The premise of these virtual assistants is simple. A logical maturation of the trigger-based automated marketing systems (think: email journeys) that nurture consumers through a set sequence of communications, they promise to provide instant answers to basic queries and provide relief for frontline support staff. Indeed, by offering an around-the-clock, self-service forum for consumers to access information and work through relatively small-scale issues (without waiting for an email or in a phone queue), brands can start to free up contact centre staff and give them space to process more complex situations. A win-win scenario if ever there was one.

The reality, though, is not so rosy. For there are no two ways about it: building and implementing an effective chatbot is extremely challenging. Getting the user experience right requires a great deal of cross-organisational collaboration and, all too often, businesses get bogged down in the implementation of the technology and pay little heed to the conversational architecture. The result leads to consumer frustration rather than consumer delight.

Here, we break down three of the most common chatbot pitfalls that brands succumb to.

Excessive Use of Jargon

Let’s not sugar-coat it: most consumers are averse to the chatbot experience. And understandably so. There are many virtual assistants today still built upon technical jargon and robotic language that lack any human touch or emotion, making them difficult to “converse” with. Patience levels among consumers are now thin; very thin – they want relevant, accurate, easily comprehensible answers to their queries in the first instance and when they don’t get them from chatbots, they inevitably turn to alternative, offline channels, which creates extra friction in the customer journey.

Lack of Audience Understanding

Crafting a successful chatbot that truly resonates with any given target audience requires extensive research and critical input from a whole host of internal stakeholders. Many businesses fall into the trap of running their chatbot in a silo, typically within a marketing department, and neglect to seek direction, ideas, proposals from design or product or sales teams. The result can be an inauthentic conversational experience completely out of tune with buyer intent or buyer needs. Not a great look.

Setting and Forgetting

Chatbots are founded upon the power of artificial intelligence (AI). And suffice it to say: new innovations in that space are springing up almost constantly – brands must keep a pulse on technological trends and be prepared to tweak and fine-tune their chatbots in line with market developments. AI is getting smarter all the time and a failure to keep pace with change is to risk falling behind the competition. It’s also important to regularly revisit and adjust the content within the chatbot workflow based on support insights, company updates, new product releases, consumer feedback, etc. In essence, introducing this tool is not a set it and forget it job; it needs ongoing attention and iteration.

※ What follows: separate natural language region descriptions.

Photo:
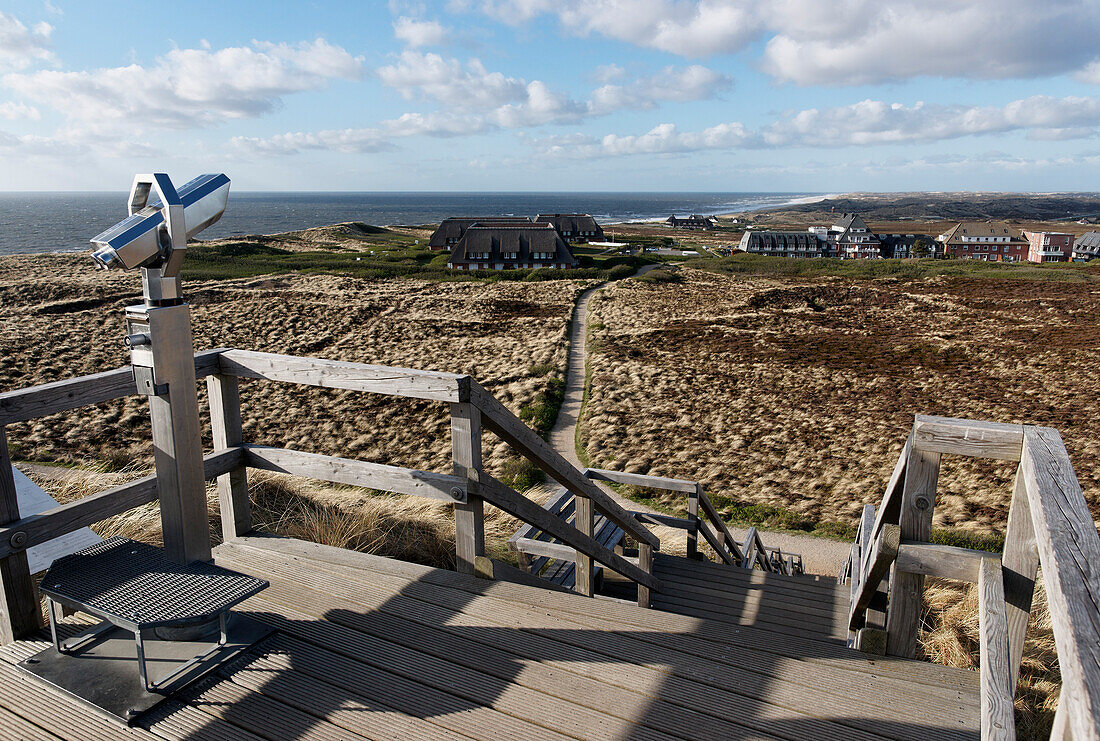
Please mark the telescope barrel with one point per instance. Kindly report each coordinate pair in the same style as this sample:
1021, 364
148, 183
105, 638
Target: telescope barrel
140, 240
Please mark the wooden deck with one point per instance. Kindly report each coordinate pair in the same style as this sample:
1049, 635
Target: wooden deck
373, 648
806, 606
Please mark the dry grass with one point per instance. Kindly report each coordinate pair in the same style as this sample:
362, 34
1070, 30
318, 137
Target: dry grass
949, 634
397, 527
798, 394
61, 319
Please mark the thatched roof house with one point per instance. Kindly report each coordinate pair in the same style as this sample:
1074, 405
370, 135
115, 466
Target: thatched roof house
573, 227
510, 246
451, 230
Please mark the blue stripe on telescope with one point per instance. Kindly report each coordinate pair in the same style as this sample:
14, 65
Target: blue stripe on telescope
135, 240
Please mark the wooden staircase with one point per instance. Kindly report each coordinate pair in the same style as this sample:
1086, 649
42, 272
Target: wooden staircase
806, 606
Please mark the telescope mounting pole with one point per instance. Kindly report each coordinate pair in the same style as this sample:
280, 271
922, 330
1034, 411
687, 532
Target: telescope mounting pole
158, 334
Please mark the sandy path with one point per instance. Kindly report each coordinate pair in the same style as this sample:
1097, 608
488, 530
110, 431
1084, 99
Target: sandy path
820, 555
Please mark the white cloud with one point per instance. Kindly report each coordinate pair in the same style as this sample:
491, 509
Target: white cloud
846, 42
672, 85
14, 111
188, 87
21, 47
865, 123
419, 33
871, 41
689, 29
446, 80
347, 141
1090, 73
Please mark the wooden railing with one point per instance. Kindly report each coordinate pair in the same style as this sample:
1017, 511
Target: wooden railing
1049, 526
468, 486
703, 519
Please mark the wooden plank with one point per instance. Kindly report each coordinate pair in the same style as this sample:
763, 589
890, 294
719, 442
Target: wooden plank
581, 626
906, 590
548, 549
701, 639
520, 507
36, 401
998, 720
20, 615
553, 505
1020, 567
693, 528
943, 561
492, 568
724, 535
350, 376
890, 507
1069, 552
876, 565
971, 438
177, 441
640, 479
233, 500
466, 462
512, 430
355, 473
88, 510
666, 520
646, 564
584, 521
723, 553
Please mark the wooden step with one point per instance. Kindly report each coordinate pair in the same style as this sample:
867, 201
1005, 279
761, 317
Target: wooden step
776, 603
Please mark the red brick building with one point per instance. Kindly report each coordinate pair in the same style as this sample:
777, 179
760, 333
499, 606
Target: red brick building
1048, 246
993, 241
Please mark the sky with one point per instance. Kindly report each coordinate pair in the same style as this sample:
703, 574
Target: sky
821, 96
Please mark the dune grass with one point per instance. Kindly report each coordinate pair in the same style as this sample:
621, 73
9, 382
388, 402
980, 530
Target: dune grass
812, 267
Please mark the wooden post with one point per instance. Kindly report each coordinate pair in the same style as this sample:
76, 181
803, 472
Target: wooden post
1020, 565
693, 530
998, 720
469, 517
19, 614
226, 424
906, 590
166, 365
584, 522
646, 564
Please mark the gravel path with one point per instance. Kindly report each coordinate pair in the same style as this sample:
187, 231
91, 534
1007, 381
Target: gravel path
820, 555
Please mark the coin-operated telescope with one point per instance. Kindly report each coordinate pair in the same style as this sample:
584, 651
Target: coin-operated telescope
154, 235
158, 332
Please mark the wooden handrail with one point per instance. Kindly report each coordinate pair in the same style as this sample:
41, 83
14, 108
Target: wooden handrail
36, 401
352, 376
66, 518
1049, 526
872, 567
356, 473
497, 418
1069, 553
998, 720
520, 507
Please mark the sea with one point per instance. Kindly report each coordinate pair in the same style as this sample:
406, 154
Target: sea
36, 222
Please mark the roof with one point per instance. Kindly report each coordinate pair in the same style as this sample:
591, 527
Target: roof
571, 222
520, 239
849, 221
693, 219
804, 240
982, 229
1089, 241
454, 227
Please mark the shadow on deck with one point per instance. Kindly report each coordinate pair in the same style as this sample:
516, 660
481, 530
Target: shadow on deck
374, 648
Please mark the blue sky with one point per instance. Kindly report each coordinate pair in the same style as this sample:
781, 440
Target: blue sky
554, 95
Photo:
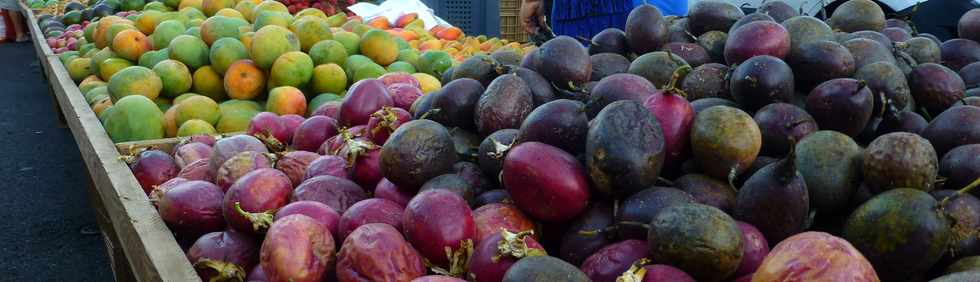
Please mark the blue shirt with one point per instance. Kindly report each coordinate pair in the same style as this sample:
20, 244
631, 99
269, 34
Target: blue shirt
585, 18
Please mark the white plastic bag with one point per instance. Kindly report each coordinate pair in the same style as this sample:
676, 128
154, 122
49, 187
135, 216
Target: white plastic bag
392, 9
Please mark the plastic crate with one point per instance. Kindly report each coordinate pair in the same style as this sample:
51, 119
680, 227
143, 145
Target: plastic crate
474, 17
510, 23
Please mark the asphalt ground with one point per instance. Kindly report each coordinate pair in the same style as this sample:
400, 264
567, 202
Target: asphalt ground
47, 226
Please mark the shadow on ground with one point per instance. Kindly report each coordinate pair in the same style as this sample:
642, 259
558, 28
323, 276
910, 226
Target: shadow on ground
47, 227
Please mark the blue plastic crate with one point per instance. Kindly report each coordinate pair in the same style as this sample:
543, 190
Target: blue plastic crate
474, 17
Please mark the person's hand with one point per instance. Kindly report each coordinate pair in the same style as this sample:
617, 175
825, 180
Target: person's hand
532, 13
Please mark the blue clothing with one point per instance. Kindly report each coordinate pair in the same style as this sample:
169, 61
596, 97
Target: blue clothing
586, 18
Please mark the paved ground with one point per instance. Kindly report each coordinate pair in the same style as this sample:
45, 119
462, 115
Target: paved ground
47, 228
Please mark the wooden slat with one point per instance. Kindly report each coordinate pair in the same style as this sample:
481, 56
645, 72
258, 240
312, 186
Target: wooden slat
165, 144
149, 247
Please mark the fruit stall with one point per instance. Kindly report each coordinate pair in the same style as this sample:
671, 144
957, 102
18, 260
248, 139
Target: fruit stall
300, 141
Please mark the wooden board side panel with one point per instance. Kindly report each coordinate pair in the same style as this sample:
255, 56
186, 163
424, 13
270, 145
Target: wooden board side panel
150, 248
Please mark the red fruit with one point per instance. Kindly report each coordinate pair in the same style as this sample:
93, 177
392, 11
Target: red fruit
313, 132
239, 165
384, 122
198, 170
291, 122
815, 256
228, 147
192, 208
250, 202
297, 249
489, 261
191, 152
546, 182
403, 95
436, 220
378, 252
329, 109
611, 261
437, 278
388, 191
394, 78
152, 168
363, 99
268, 124
320, 212
223, 255
294, 164
492, 218
370, 211
675, 116
338, 193
327, 165
754, 249
757, 38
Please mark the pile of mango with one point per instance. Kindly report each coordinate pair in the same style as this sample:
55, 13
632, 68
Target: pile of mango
208, 66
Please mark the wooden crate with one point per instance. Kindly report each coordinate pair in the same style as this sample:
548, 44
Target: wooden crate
140, 246
43, 51
510, 22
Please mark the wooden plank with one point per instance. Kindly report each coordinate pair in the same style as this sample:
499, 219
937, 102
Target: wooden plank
149, 247
165, 144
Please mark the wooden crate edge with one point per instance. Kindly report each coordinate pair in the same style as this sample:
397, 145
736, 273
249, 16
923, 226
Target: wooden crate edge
150, 248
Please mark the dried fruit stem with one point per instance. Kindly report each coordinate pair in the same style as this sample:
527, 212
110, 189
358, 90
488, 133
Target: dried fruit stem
635, 273
260, 221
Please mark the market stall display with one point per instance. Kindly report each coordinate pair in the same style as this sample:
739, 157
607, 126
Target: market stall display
715, 147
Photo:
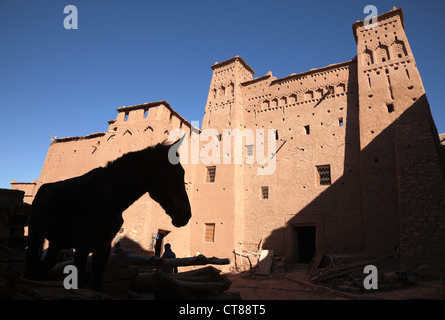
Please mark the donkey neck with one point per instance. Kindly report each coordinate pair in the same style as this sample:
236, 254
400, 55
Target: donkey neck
131, 176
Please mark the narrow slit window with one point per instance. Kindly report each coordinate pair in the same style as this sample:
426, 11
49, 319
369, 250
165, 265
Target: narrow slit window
264, 192
249, 149
324, 175
211, 174
390, 107
209, 233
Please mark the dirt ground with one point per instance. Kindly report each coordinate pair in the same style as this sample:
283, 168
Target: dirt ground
295, 285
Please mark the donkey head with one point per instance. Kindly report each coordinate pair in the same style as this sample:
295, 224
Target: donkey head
169, 189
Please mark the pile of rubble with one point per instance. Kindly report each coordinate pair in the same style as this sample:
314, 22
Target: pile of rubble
130, 277
14, 214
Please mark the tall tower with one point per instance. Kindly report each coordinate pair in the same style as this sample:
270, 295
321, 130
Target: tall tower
399, 145
218, 219
224, 103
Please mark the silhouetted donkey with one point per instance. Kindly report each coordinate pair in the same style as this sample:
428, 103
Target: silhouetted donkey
85, 212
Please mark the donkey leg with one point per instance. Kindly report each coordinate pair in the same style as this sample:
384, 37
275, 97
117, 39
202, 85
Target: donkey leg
100, 259
80, 262
33, 253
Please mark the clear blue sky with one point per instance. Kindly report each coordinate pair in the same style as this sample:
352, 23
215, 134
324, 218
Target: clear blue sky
58, 82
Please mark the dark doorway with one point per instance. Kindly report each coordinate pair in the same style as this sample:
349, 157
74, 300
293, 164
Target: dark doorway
160, 241
306, 243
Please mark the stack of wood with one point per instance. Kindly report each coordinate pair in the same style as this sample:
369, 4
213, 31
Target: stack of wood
14, 214
131, 276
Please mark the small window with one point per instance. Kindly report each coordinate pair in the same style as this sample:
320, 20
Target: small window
324, 175
211, 174
390, 107
249, 149
209, 233
264, 192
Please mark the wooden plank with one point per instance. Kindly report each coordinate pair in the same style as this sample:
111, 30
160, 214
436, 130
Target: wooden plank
265, 262
315, 262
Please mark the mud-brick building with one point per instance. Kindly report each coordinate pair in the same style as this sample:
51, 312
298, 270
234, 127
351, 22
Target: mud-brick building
358, 164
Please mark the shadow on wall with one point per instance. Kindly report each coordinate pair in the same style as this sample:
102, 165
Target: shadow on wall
392, 194
130, 246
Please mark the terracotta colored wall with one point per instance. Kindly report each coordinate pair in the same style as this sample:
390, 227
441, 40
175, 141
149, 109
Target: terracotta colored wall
368, 119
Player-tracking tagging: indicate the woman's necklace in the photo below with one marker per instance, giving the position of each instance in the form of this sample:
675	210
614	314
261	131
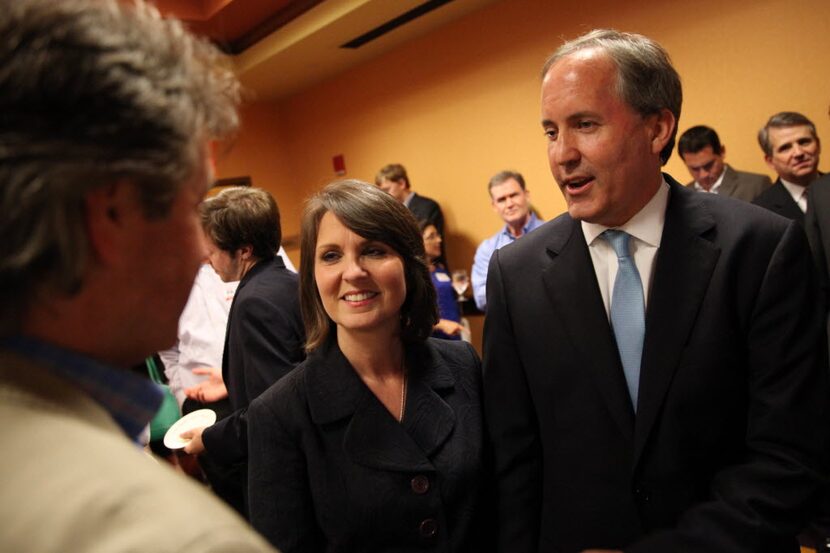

“Sandy”: A Chatbot Case Study

Of course, not every brand gets caught up in these chatbot snares. There are those who have got the experience absolutely spot on.

Case in point: loveholidays and their aptly named virtual assistant, Sandy.

Indeed, Sandy stands tall in the world of automated conversational tools, in large part owing to its ability to hyper-personalise interactions. This chatbot, which is central to loveholidays’ support ecosystem, has been trained to greet every customer personally by name and tap into data the company holds about them (for example, purchase history) to craft a customised conversation that flows naturally.

The outcomes speak for themselves: a 70% resolution rate made all the more impressive given that loveholidays is the third largest travel agency in the UK, processing literally millions of conversations. Sandy has been proven to outperform human agents across a number of key metrics, including resolution time, time to handle inquiries, and overall customer satisfaction scores. It is also – incredibly – driving increased revenue for loveholidays through the upselling campaign built into its conversational framework. Proof that when executed right, chatbots can deliver a host of positive business outcomes.